This issue is about these new organisations. What motivates them? How are they different from the photography galleries that started in the 1970s? How do they survive? It is an unstable environment (at least two galleries have closed since this issue was commissioned) but there are still as many new arrivals as departures (notably, in the coming months, the Media Space and the Cardiff International Festival of Photography). So, despite the gloomy economic climate it seems like a good time to sample the New Wave.
The camera / object / image relationship is a subject that Steven Pippin has explored in a number of photographic works. In his latest piece non event he continues to do so, this time by firing a gun directly at the camera. The resulting images show a bullet as it passes through the camera along with its impact on the film. He discusses this work and his early experiences of grappling with the rigmarole of photography.

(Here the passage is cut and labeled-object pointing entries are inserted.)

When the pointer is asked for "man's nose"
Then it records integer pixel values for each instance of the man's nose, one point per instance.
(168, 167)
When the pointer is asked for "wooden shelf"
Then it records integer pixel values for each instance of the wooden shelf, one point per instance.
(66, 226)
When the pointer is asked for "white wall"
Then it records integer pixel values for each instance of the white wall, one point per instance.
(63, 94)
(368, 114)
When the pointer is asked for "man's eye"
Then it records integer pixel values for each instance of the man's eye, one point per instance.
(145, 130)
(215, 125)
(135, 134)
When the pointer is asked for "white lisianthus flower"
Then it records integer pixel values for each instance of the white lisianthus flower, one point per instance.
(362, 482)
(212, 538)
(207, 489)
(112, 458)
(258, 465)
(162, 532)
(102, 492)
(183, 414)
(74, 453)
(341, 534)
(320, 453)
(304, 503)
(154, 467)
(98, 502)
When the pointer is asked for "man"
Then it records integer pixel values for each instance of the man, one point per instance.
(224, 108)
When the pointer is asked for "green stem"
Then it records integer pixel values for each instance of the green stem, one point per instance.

Siún Hanrahan discusses the work of Jason Dunne who is a recent graduate from The MFA at Kunsthøgskolen in Bergen, Norway. Rather than the ‘cool staging’ employed by many contemporary photographers Dunne employs a strategy of exaggeration and distortion that allows for anarchic commentary on society and politics. He directs this towards Ireland’s economic woes.
Owen Hatherley, known for his books of architectural criticism, writes about the work of Richard Gilligan, a recent MFA graduate from the University of Ulster. Gilligan searches out the locations favoured by skateboarders and photographs their ad hoc creations that transform their environment and allow them to repurpose other people’s wasteland.